Filtering by location, for example, involves dropdowns, autocompletes, and generated IDs.
To manage this, we built a dedicated SearchFilterHandler that automates:
- Location filters with autocomplete
- Industry and company selectors
- Current company searches
- Connection degree filtering
- Follower/connection-of filters
Each required reverse-engineering LinkedIn's front-end logic and replicating it through Selenium.
Proxy Support: IP Bans
While authenticating the scraper on a server, LinkedIn frequently threw image-based challenges — impossible to solve in a headless browser.
The solution? A residential proxy.
It mimics normal browsing behavior from a typical user IP, drastically reducing challenges and OTP prompts during authentication.
Stealth Mode: Hiding the Automation
Selenium is easily detectable. LinkedIn can identify automated browsers via navigator properties, missing APIs, or automation flags.
To counter that, we added a stealth mode layer using Chrome DevTools Protocol. It:
- Masks webdriver properties
- Spoofs browser and OS information
- Injects anti-detection scripts on each page load
Human Behavior Simulation
Bots act like machines; humans don't.
We built a HumanBehavior module that:
- Adds random delays between actions (0.5–2s by default)
- Simulates typing character-by-character with natural pauses
- Scrolls incrementally rather than jumping
- Adds mouse movements before clicks
These subtle touches reduce automation fingerprints and improve long-term reliability.
The MCP Integration
MCP (Model Context Protocol) by Anthropic allows AI assistants to interact with external data sources.
We built an MCP server around linkedin-spider, exposing scraping tools to assistants like Claude.

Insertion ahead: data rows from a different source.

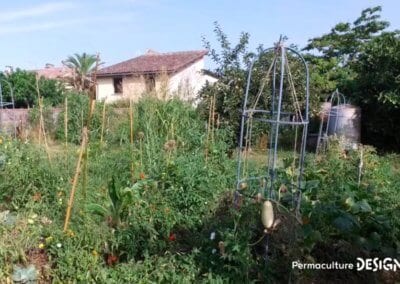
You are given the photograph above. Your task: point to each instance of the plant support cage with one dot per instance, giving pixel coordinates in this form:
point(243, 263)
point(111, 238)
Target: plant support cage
point(273, 129)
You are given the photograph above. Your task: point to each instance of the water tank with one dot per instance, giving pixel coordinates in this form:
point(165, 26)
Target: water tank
point(345, 122)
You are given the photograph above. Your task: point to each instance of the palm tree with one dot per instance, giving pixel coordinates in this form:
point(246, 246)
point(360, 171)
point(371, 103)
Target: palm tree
point(82, 66)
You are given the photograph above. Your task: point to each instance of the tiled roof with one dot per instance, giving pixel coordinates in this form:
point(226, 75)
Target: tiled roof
point(54, 72)
point(153, 62)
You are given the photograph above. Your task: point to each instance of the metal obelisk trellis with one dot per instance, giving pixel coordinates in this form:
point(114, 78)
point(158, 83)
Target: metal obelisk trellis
point(280, 110)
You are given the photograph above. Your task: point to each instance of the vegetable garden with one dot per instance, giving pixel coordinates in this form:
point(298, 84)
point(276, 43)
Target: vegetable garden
point(145, 192)
point(158, 209)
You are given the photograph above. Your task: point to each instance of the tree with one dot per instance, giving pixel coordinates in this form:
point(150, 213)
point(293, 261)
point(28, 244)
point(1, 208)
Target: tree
point(362, 60)
point(346, 40)
point(24, 89)
point(83, 65)
point(377, 90)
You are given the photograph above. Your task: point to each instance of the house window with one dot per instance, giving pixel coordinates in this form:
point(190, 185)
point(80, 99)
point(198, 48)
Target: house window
point(150, 82)
point(118, 85)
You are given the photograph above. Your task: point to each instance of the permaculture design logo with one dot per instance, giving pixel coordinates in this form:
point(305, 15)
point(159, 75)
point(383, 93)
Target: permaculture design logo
point(371, 264)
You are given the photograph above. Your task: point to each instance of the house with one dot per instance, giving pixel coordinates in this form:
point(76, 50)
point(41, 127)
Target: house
point(163, 74)
point(57, 73)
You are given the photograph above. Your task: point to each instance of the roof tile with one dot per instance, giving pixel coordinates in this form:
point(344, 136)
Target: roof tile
point(153, 62)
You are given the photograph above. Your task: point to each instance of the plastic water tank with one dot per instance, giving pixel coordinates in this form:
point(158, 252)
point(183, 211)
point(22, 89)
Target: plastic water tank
point(345, 122)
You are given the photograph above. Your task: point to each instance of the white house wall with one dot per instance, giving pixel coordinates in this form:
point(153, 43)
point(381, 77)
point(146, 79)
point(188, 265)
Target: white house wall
point(188, 82)
point(185, 84)
point(105, 88)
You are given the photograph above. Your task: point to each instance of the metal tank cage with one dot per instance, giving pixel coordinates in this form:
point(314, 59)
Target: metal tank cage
point(279, 110)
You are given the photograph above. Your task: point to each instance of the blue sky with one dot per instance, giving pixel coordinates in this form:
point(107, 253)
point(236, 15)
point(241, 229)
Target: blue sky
point(36, 32)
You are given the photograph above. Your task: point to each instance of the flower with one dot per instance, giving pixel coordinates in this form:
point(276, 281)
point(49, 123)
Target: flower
point(170, 145)
point(172, 237)
point(70, 233)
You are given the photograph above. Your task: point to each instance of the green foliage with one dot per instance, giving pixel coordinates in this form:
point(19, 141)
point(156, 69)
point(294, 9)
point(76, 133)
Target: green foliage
point(377, 90)
point(83, 65)
point(25, 94)
point(361, 59)
point(19, 184)
point(78, 114)
point(341, 210)
point(346, 40)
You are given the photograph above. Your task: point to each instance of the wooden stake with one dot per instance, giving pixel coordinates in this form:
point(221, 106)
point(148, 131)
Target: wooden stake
point(131, 119)
point(76, 176)
point(103, 122)
point(41, 120)
point(131, 137)
point(66, 123)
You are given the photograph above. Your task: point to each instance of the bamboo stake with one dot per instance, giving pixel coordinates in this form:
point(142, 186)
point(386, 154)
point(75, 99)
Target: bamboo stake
point(361, 165)
point(84, 144)
point(131, 119)
point(66, 123)
point(103, 122)
point(208, 128)
point(76, 176)
point(131, 136)
point(41, 121)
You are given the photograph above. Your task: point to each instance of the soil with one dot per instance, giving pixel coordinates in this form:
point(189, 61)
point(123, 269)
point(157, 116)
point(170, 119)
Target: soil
point(39, 258)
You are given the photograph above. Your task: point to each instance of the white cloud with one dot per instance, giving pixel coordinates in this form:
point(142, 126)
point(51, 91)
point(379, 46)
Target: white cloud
point(51, 25)
point(35, 11)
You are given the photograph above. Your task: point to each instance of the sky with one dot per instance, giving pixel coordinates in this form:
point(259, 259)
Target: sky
point(36, 32)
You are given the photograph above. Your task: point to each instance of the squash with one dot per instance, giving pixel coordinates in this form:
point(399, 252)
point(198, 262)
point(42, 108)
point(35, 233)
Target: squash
point(267, 214)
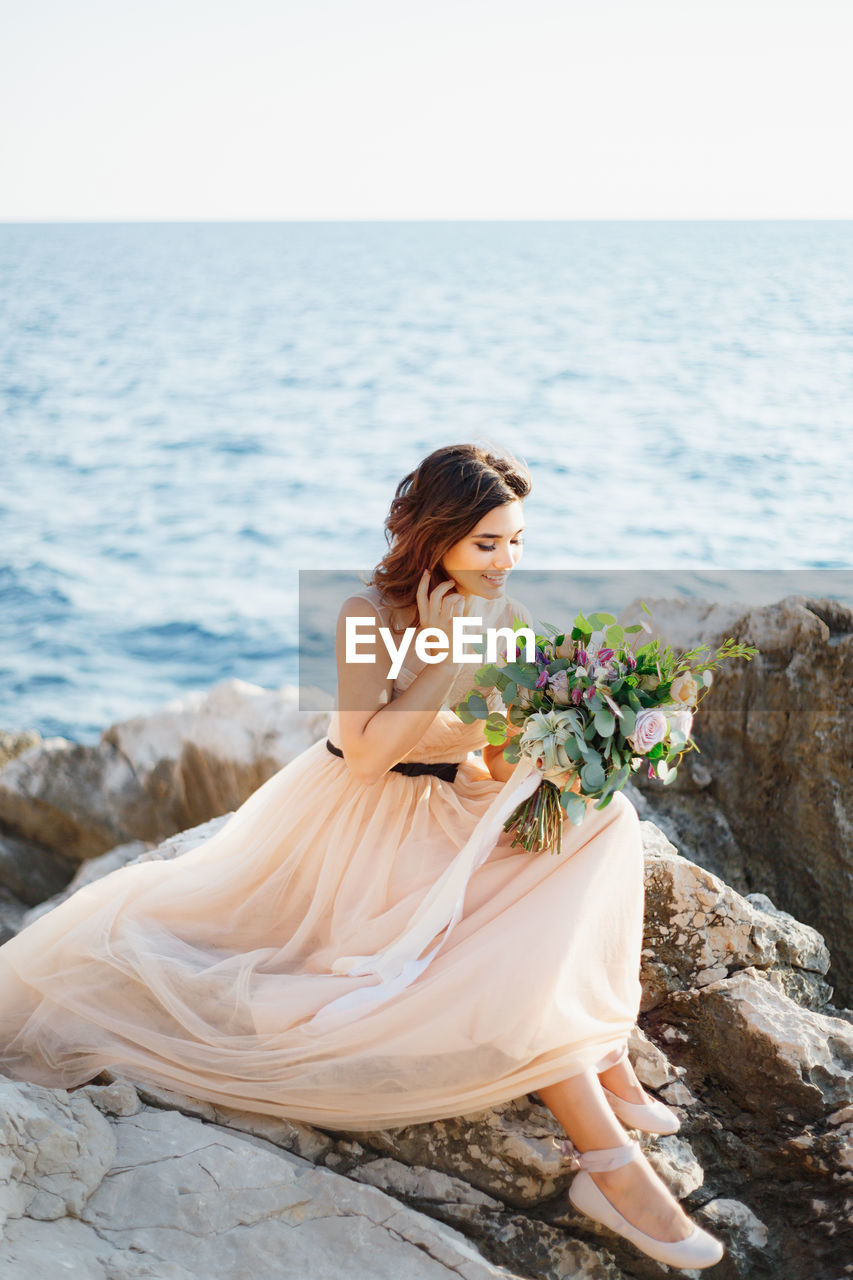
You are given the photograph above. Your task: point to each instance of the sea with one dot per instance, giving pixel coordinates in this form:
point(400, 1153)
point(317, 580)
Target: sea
point(192, 414)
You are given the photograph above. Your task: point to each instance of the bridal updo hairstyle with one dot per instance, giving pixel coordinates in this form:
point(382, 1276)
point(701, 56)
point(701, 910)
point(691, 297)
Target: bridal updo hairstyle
point(436, 506)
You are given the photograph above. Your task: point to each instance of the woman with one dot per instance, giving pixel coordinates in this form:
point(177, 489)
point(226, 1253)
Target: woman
point(245, 970)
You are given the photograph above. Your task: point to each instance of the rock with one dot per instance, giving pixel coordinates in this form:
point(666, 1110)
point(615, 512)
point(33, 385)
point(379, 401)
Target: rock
point(753, 1033)
point(181, 1200)
point(698, 929)
point(776, 736)
point(151, 776)
point(54, 1151)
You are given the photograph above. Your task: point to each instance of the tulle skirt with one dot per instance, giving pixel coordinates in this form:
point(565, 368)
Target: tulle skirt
point(210, 973)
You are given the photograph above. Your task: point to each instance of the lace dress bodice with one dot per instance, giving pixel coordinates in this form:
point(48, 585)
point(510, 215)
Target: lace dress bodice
point(447, 737)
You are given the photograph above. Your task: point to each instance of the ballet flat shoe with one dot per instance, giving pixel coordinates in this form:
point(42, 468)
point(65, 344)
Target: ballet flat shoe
point(698, 1249)
point(648, 1116)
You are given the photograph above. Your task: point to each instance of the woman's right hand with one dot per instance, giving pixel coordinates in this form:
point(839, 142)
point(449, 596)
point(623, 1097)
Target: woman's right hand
point(438, 608)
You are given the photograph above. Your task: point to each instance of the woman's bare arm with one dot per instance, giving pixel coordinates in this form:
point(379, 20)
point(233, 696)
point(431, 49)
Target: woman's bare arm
point(377, 732)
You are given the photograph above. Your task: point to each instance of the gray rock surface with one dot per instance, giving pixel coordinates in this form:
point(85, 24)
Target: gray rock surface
point(151, 776)
point(769, 801)
point(737, 1034)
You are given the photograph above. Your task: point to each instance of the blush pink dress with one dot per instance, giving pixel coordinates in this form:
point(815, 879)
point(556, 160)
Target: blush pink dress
point(227, 972)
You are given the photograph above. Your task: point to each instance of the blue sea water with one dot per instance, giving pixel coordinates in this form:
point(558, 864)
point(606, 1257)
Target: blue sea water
point(194, 412)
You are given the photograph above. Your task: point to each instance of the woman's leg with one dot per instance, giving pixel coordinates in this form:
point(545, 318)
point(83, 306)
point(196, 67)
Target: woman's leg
point(635, 1189)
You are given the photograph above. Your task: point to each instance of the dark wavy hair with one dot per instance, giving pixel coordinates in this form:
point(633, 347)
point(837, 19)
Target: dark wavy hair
point(437, 504)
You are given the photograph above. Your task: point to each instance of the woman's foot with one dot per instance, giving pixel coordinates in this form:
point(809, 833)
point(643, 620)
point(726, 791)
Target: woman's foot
point(623, 1082)
point(644, 1200)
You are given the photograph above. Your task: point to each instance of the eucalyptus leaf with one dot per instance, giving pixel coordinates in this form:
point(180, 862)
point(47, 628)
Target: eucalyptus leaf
point(478, 707)
point(523, 673)
point(592, 776)
point(605, 721)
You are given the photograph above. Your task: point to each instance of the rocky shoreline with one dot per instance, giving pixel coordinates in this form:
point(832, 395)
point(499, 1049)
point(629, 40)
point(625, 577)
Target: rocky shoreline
point(743, 1025)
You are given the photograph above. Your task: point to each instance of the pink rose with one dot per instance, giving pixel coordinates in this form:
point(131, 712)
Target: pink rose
point(651, 727)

Claude can now answer queries like:
"Find 10 product managers in San Francisco working at Series B startups."
Example call:
linkedin-mcp search_profiles --query "product manager San Francisco Series B" --max_results 10 --location "San Francisco"
[
{
"name": "Anand Raghavan",
"headline": "VP Products, AI at Cisco",
"location": "San Francisco Bay Area",
"experience": [
{
"title": "Cisco",
"company": "Cisco",
"company_url": "https://www.linkedin.com/company/1063/",
"duration": "Full-time · 2 yrs 4 mos",
"location": "San Francisco Bay Area"
}
]
}
]
What I'd Do Differently
- Decouple architecture: Separate driver management from scraping logic earlier
- Async execution: Move to async/await with concurrent drivers for bulk ops
- Error recovery: Add retry logic and exponential backoff
- Dynamic selectors: Build a remote selector update mechanism
Current Limitations
- Cookie-based auth remains unreliable
- Pagination caps restrict full dataset scraping
- Rate limits still apply despite delays and proxies
- Captchas still require manual intervention
Try It Yourself
pip install linkedin-spider[cli]
linkedin-spider-cli search -q "software engineer" -n 10 --email your@email.com --password yourpass
Full source code: github.com/vertexcover-io/linkedin-spider
Licensed under MIT — please use responsibly.
Final Thoughts
Building this scraper taught me that web scraping is 30% engineering and 70% understanding the adversarial dynamics between scrapers and platforms.
LinkedIn doesn't want to be scraped — but can't entirely block it without breaking its own UX.
That gap is where projects like this thrive.
With great scraping power comes great responsibility.
Don't spam. Don't exploit. Don't cross ethical lines.
Use tools like this for research, automation, and legitimate data needs only.